DAG Recurrent Neural Network (DAG-RNN)
A DAG Recurrent Neural Network (DAG-RNN) is a bidirectional RNN that is based on a DAG model and in which the input sequences are known.
- Example(s)
- Counter-Example(s):
- See: Recurrent Neural Network, Recursive Neural Network, Support Vector Machine, Directed Acyclic Graph.
References
2018
- (Shuai et al., 2018) ⇒ Bing Shuai, Zhen Zuo, Bing Wang, and Gang Wang (2018). "Scene segmentation with dag-recurrent neural networks". IEEE transactions on pattern analysis and machine intelligence, 40(6), 1480-1493.
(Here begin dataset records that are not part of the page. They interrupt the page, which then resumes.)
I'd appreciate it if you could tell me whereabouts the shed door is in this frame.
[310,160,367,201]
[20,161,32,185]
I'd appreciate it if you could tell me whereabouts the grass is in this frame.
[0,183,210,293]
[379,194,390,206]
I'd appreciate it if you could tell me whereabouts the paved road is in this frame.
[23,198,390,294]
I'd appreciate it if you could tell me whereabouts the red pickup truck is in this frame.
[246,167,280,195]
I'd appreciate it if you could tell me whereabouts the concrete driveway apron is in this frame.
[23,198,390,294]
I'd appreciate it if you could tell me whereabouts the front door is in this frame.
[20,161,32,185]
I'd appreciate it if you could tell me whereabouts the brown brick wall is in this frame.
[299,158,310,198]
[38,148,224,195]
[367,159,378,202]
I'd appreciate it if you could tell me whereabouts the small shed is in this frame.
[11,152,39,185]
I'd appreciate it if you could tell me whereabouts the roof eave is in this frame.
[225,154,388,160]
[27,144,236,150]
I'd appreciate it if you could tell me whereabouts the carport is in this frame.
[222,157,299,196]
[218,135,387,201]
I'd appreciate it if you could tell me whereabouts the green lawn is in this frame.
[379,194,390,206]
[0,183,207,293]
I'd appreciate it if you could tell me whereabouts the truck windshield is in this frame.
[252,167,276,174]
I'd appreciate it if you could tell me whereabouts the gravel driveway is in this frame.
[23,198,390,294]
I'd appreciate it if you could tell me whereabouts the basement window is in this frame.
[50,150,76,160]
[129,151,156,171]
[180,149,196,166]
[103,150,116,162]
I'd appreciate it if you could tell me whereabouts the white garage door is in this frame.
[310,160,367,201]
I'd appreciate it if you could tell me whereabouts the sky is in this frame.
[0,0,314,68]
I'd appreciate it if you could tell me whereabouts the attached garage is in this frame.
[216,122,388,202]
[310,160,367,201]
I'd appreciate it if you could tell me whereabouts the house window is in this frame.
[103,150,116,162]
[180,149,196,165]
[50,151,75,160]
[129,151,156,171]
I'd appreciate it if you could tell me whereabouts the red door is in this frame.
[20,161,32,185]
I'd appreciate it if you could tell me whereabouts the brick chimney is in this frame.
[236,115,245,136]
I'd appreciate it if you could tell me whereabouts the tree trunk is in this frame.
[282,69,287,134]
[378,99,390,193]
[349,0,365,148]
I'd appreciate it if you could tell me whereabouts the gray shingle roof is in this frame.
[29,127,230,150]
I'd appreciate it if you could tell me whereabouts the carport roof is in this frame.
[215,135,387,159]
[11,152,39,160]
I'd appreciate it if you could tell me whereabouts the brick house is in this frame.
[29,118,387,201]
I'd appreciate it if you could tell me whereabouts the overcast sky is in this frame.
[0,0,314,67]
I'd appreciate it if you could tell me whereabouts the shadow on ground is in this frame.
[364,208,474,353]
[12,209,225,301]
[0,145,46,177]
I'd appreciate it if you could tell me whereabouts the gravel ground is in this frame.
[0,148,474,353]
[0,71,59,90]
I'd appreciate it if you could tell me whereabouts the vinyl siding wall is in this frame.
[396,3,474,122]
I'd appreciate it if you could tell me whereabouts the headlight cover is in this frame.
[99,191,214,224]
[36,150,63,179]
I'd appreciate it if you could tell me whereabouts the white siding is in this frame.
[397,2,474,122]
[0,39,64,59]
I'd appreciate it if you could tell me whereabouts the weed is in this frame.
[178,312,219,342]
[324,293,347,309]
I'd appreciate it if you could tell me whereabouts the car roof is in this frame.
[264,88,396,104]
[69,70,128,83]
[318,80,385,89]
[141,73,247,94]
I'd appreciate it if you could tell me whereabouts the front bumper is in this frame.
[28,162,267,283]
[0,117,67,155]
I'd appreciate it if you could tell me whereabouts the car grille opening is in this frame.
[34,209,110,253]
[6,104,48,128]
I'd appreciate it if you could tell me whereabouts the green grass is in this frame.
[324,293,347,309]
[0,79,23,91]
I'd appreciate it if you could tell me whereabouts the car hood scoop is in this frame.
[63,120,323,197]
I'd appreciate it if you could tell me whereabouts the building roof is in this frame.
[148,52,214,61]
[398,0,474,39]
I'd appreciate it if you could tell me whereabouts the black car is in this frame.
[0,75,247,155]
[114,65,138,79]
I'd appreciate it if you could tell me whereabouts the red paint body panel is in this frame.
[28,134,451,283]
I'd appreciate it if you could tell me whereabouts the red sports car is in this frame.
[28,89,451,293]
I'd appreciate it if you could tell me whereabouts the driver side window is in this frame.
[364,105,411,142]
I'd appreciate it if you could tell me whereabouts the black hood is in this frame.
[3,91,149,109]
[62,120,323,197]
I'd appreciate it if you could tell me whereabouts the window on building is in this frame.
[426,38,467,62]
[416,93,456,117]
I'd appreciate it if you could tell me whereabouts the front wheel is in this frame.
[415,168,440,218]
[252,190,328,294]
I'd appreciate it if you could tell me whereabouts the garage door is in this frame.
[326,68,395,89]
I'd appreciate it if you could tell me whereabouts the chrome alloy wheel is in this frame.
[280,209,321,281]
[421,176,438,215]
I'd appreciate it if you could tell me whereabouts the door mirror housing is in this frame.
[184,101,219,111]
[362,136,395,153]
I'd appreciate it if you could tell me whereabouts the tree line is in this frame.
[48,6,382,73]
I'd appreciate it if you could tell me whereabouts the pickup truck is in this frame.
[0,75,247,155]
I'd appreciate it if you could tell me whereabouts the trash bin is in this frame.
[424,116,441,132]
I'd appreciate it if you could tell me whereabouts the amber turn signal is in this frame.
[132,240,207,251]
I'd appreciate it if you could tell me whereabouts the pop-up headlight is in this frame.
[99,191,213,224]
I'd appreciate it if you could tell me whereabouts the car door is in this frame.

- ABSTRACT: In this paper, we address the challenging task of scene segmentation. In order to capture the rich contextual dependencies over image regions, we propose Directed Acyclic Graph-Recurrent Neural Networks (DAG-RNN) to perform context aggregation over locally connected feature maps. More specifically, DAG-RNN is placed on top of pre-trained CNN (feature extractor) to embed context into local features so that their representative capability can be enhanced. In comparison with plain CNN (as in Fully Convolutional Networks-FCN), DAG-RNN is empirically found to be significantly more effective at aggregating context. Therefore, DAG-RNN demonstrates noticeably performance superiority over FCNs on scene segmentation. Besides, DAG-RNN entails dramatically less parameters as well as demands fewer computation operations, which makes DAG-RNN more favorable to be potentially applied on resource-constrained embedded devices. Meanwhile, the class occurrence frequencies are extremely imbalanced in scene segmentation, so we propose a novel class-weighted loss to train the segmentation network. The loss distributes reasonably higher attention weights to infrequent classes during network training, which is essential to boost their parsing performance. We evaluate our segmentation network on three challenging public scene segmentation benchmarks: Sift Flow, Pascal Context and COCO Stuff. On top of them, we achieve very impressive segmentation performance.
2017
- (Schmidhuber, 2017) ⇒ Jurgen Schmidhuber (2017) "Deep Learning". In: Sammut, C., Webb, G.I. (eds) "Encyclopedia of Machine Learning and Data Mining". Springer, Boston, MA
- QUOTE: Recursive NNs (Goller and Küchler 1996) generalize RNNs, by operating on hierarchical structures, recursively combining child representations into parent representations. Bidirectional RNNs (BRNNs) (Schuster and Paliwal 1997) are designed for input sequences whose starts and ends are known in advance, such as spoken sentences to be labeled by their phonemes. DAG-RNNs (Baldi and Pollastri 2003) generalize BRNNs to multiple dimensions. Recursive NNs, BRNNs, and DAG-RNNs unfold their full potential when combined with LSTM (Graves et al. 2009).
2016
- (Shuai et al., 2016) ⇒ Bing Shuai, Zhen Zuo, Gang Wang, and Bing Wang (2016). "Dag-recurrent neural networks for scene labeling". In: Proceedings of the IEEE conference on computer vision and pattern recognition (pp. 3620-3629).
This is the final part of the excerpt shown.